Dagens Nyheter took a similar approach during the COVID-19 pandemic, making pandemic coverage free.

“We’ve never seen a traffic boost like that before,” Åberg said. “Once we had that traffic with lots and lots of new readers, we figured maybe we should launch another one of those free subscription campaigns just to try it out.”

The campaign saw 270,000 people sign up — something she said is “huge” for a country of 10 million. And it resulted in about one-third of users signing up for a paid subscription. Churn rates for these subscribers have been similar to other subscribers, and the engagement from them has been the same or higher, Åberg said:

“I can’t say that it will work in the same way for everyone. And that’s why I said in the beginning that there are publishers who can afford to risk it because it is a risk. I mean it was a moral decision, not a business decision. We had no idea that it would work this good.”

Paying for quality journalism at Neue Zuercher Zeitung

Neue Zuercher Zeitung (NZZ) in Switzerland has a different outlook on paying for content: “There’s no such thing as a free lunch,” said Nashua Gallagher, lead product manager, “but everyone should be invited to the table.”

She suggested that while good quality journalism should be paid for, different approaches can be employed for different audiences.

After experimenting extensively during “the COVID years” between 2020 and 2022, NZZ now tends to “err on the side of closing the paywall.” That’s largely because its experimentation yielded results much different than those shared by Dagens Nyheter.

“We loosened the paywall, then we tightened it, but we found out the one factor that was common with all these user groups was that people were still predominantly only reading COVID content,” Gallagher said.

That changed the company’s mission.

“Our challenge was to focus on engagement and getting them to read a bit more broadly because whether it’s an election, whether it’s a war, whether it’s whatever news event it might be — and whether you tighten it or loosen it — if we really want to drive the mission of journalism, it’s really worth thinking beyond the paywall.”

NZZ puts a lot of thought into where people encounter its journalism and for what reason — and what can be done to enable them, she said.
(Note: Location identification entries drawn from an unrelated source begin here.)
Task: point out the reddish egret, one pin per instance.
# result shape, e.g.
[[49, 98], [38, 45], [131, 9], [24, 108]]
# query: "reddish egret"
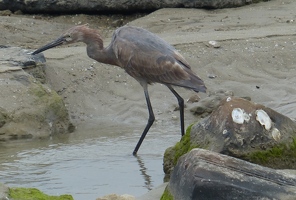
[[143, 55]]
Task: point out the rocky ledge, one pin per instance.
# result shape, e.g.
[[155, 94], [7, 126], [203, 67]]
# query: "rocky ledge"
[[29, 109]]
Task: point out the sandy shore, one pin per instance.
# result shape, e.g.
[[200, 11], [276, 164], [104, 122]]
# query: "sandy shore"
[[255, 58]]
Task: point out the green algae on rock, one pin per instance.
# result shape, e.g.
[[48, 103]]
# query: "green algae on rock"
[[253, 138], [34, 194], [167, 195], [172, 154]]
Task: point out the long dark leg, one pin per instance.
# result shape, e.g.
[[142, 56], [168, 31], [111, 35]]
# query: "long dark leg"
[[150, 120], [181, 107]]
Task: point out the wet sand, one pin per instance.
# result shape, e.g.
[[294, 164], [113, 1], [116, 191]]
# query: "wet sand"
[[256, 58]]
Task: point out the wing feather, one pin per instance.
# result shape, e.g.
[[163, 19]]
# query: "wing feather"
[[147, 57]]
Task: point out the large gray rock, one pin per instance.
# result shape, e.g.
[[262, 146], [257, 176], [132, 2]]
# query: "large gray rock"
[[242, 129], [107, 5], [207, 175], [28, 108]]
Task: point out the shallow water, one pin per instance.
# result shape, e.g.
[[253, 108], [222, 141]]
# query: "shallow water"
[[87, 165]]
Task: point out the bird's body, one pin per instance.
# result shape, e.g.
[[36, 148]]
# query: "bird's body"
[[143, 55]]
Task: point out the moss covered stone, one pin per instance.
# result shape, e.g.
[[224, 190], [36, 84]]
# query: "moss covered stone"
[[172, 154], [279, 156], [34, 194], [167, 195]]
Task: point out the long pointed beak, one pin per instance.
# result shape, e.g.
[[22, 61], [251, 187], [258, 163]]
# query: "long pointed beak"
[[52, 44]]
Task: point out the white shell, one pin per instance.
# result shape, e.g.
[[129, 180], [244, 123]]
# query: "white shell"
[[246, 117], [214, 44], [263, 118], [276, 134], [238, 115]]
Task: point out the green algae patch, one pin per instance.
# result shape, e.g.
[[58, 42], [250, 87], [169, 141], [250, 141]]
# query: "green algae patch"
[[34, 194], [167, 195], [278, 157], [172, 154]]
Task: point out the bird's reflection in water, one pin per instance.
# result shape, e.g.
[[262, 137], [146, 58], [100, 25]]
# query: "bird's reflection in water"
[[143, 171]]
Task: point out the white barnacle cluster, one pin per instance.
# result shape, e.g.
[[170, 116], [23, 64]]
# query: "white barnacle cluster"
[[239, 116], [263, 118]]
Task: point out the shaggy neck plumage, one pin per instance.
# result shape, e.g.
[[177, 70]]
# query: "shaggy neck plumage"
[[95, 48]]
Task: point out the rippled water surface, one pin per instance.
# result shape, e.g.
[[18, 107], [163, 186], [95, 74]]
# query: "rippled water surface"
[[87, 165]]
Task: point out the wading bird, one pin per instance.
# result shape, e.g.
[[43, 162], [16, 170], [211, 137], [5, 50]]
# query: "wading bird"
[[143, 55]]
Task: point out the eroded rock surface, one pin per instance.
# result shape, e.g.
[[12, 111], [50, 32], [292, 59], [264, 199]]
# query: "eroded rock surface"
[[242, 129], [28, 108], [203, 174]]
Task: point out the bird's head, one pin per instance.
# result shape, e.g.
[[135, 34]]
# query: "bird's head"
[[72, 35]]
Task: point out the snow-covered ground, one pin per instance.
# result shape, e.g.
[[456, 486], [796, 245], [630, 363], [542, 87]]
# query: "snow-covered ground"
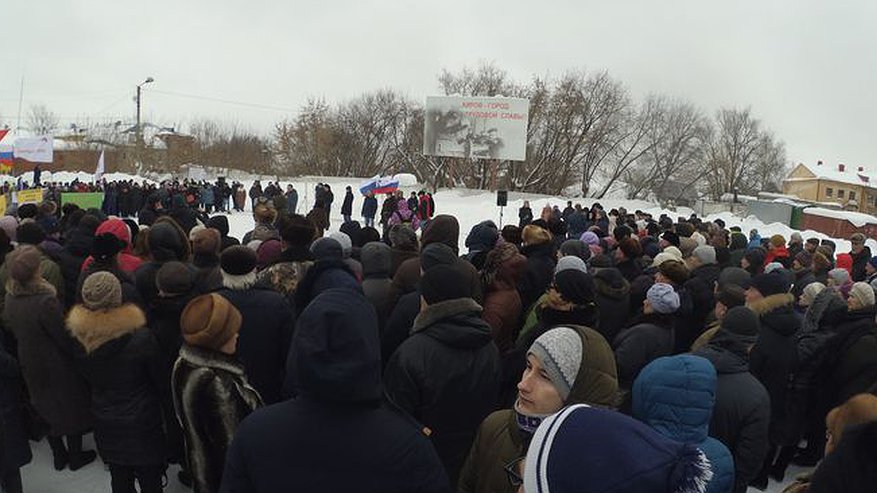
[[469, 206], [473, 206]]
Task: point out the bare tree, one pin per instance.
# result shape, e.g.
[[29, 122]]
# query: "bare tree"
[[741, 155], [41, 120]]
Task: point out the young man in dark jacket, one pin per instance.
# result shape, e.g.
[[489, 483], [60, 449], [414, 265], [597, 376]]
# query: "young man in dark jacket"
[[447, 374], [334, 435], [741, 416]]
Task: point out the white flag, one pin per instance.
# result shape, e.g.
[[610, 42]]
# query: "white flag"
[[99, 172], [34, 149]]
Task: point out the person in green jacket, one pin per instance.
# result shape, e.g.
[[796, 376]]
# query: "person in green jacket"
[[566, 365]]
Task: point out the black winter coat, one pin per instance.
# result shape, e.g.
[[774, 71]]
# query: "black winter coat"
[[773, 360], [336, 435], [347, 205], [649, 337], [211, 397], [123, 365], [539, 273], [264, 338], [613, 300], [700, 286], [741, 416], [14, 447], [447, 375]]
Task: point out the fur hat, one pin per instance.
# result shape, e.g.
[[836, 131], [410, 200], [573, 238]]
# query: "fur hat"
[[863, 293], [705, 254], [238, 261], [559, 351], [443, 283], [174, 278], [777, 241], [209, 321], [663, 298], [575, 286], [770, 283], [436, 254], [534, 235], [101, 291], [206, 242], [810, 292], [674, 270], [570, 262], [24, 263], [106, 246]]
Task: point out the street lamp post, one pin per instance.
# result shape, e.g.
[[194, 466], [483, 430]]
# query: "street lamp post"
[[138, 129]]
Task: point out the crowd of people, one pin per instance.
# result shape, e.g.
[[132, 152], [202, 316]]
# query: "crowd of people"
[[580, 350]]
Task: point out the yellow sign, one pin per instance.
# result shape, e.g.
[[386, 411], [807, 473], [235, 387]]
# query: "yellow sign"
[[32, 196]]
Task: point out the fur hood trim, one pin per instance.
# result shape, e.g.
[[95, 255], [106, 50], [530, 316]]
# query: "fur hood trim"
[[771, 303], [239, 283], [210, 359], [32, 288], [444, 309], [94, 328]]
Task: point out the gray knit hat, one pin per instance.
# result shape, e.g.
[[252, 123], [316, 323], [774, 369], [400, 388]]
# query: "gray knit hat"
[[560, 352], [101, 291]]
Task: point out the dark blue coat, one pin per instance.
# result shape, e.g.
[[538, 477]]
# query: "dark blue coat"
[[335, 435], [675, 396], [369, 207]]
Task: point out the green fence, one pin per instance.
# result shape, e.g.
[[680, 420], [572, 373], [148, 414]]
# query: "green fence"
[[85, 200]]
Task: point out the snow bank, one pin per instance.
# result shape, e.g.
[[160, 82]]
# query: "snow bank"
[[857, 219]]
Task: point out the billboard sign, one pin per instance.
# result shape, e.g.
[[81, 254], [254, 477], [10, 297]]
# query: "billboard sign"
[[476, 127]]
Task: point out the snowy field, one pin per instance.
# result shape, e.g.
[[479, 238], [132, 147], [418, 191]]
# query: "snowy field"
[[469, 206]]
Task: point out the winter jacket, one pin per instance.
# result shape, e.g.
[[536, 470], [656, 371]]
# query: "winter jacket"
[[613, 300], [860, 260], [773, 360], [14, 446], [285, 275], [334, 435], [47, 355], [369, 207], [803, 278], [499, 440], [264, 338], [539, 273], [347, 205], [77, 248], [700, 287], [850, 467], [502, 303], [124, 368], [649, 337], [741, 417], [376, 282], [211, 397], [446, 375], [675, 396], [127, 262]]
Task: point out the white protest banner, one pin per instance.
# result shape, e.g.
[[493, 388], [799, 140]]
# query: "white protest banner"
[[476, 127], [34, 149]]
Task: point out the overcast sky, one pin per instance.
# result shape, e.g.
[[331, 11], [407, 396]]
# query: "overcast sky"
[[806, 67]]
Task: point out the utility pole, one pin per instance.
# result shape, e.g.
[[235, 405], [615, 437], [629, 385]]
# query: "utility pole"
[[139, 130]]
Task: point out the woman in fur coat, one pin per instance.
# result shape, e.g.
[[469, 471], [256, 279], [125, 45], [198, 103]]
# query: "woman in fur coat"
[[47, 355], [123, 363], [211, 392]]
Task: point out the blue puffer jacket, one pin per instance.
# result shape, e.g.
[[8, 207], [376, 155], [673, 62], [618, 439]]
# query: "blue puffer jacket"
[[675, 396]]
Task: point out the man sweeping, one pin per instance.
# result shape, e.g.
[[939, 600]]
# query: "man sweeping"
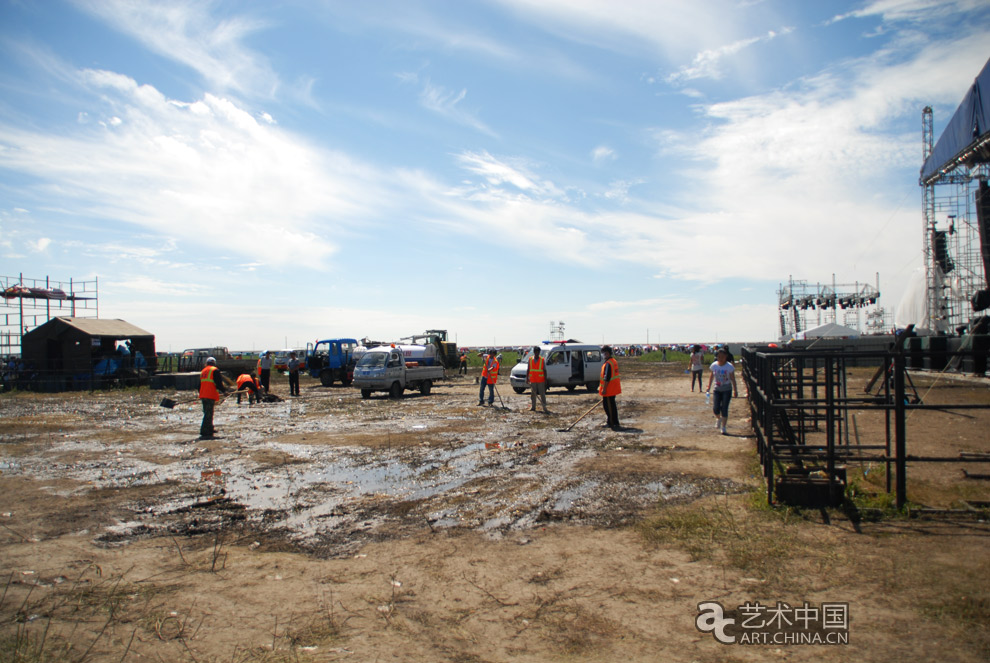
[[609, 387], [211, 385], [536, 378]]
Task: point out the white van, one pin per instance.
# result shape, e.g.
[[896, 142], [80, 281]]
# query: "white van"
[[569, 366]]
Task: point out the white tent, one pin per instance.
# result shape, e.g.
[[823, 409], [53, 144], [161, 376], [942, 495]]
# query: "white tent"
[[828, 330]]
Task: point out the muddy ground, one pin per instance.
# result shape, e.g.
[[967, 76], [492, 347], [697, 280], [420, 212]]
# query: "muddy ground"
[[331, 528]]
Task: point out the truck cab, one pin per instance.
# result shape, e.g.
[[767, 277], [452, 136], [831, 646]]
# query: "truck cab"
[[568, 365], [332, 360], [385, 368]]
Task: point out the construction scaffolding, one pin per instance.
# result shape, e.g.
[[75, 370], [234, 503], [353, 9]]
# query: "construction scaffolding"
[[28, 303], [802, 306], [954, 265]]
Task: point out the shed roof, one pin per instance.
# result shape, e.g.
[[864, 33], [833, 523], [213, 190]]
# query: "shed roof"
[[101, 327]]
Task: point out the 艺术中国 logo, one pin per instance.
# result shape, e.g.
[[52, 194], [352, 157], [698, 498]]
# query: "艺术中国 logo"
[[754, 623]]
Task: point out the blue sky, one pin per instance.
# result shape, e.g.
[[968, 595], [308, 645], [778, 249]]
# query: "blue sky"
[[253, 174]]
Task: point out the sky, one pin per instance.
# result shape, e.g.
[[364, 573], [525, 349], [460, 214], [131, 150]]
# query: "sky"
[[260, 174]]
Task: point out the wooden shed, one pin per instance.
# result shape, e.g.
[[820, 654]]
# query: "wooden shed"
[[77, 345]]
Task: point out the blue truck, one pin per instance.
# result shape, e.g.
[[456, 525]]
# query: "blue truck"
[[332, 360]]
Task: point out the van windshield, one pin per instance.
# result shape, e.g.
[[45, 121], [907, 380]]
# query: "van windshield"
[[373, 360]]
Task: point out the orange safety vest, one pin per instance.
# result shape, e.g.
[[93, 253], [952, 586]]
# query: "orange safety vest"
[[207, 384], [613, 387], [490, 369], [537, 370]]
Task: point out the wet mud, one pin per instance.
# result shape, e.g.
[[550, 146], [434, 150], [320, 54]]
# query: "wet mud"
[[329, 472]]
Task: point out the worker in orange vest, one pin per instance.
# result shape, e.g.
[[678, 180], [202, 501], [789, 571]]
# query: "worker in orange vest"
[[246, 382], [489, 376], [536, 378], [609, 387], [211, 385]]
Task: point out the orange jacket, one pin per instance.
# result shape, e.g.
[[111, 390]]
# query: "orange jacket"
[[489, 369], [207, 384], [613, 387], [244, 379], [537, 370]]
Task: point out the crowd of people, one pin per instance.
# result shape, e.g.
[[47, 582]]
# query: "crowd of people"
[[721, 376]]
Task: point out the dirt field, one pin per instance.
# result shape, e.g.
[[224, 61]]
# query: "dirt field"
[[331, 528]]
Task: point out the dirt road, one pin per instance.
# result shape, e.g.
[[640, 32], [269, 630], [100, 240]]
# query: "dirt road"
[[429, 529]]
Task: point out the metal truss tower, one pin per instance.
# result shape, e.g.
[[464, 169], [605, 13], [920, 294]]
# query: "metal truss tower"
[[950, 239], [28, 303], [802, 306]]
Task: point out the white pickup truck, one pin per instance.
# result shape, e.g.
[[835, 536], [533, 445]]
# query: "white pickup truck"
[[569, 366], [385, 368]]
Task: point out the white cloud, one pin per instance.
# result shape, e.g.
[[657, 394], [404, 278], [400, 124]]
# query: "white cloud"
[[911, 10], [446, 103], [206, 171], [708, 63], [187, 32], [603, 153]]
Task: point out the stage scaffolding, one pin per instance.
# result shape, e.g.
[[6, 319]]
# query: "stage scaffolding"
[[26, 303], [802, 306], [954, 270]]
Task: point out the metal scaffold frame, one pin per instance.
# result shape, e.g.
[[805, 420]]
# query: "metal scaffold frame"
[[26, 303], [951, 240], [804, 416]]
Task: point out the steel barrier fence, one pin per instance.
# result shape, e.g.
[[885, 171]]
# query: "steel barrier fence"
[[804, 417]]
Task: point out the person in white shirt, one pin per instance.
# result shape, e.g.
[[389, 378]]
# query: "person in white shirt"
[[696, 364], [723, 374]]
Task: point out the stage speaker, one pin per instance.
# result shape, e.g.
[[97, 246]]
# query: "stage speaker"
[[940, 245]]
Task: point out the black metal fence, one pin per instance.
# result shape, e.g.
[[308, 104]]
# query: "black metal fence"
[[804, 415]]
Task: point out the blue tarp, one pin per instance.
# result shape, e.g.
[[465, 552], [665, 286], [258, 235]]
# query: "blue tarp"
[[970, 124]]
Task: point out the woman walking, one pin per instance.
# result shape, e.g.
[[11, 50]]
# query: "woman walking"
[[697, 360], [724, 377]]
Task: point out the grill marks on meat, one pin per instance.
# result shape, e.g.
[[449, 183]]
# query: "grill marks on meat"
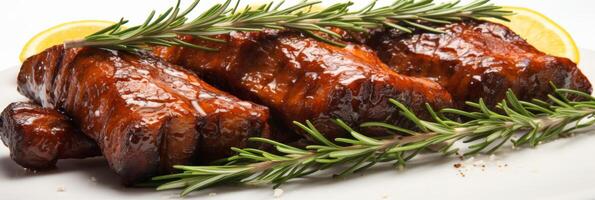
[[300, 79], [477, 59], [145, 114], [37, 137]]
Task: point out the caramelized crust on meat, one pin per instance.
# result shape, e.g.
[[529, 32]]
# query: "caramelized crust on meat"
[[477, 59], [300, 78], [145, 114], [37, 137]]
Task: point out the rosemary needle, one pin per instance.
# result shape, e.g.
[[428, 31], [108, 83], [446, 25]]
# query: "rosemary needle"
[[226, 17], [531, 122]]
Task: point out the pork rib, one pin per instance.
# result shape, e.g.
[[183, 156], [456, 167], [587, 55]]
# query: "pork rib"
[[300, 78], [145, 114], [37, 137], [477, 59]]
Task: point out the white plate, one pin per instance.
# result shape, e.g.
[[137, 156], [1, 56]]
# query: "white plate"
[[563, 169]]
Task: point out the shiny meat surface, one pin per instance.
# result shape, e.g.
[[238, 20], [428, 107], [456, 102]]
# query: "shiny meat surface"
[[477, 59], [145, 114], [300, 78], [37, 137]]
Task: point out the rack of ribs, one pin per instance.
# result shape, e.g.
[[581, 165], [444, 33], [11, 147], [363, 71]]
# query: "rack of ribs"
[[300, 78], [477, 59], [145, 114], [37, 137]]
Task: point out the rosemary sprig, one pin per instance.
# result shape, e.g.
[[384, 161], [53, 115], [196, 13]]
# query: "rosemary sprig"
[[530, 123], [224, 18]]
As a result, the company has found ways to make the coverage more dynamic than just appearing on its Web site:

“We distribute during election periods or periods where we think that our coverage or quality coverage in general would help with the debate. We do this on external platforms through advertising.”

The company also offers different pricing strategies for different markets based on geography as well as for segments like students.

“We think of a bit more of the long-term approach; what do we actually need to build both for our editors and for our newsroom, but also for our users that is interesting?” Gallagher explained. “What can we do that is not just hitting a paywall that we can use as storytelling features to engage users? So it is not just about the paywall, it’s not just about the offers, it’s really about how do you bring your journalism to life and the storytelling to life and how do you connect this with a whole myriad of different user needs.”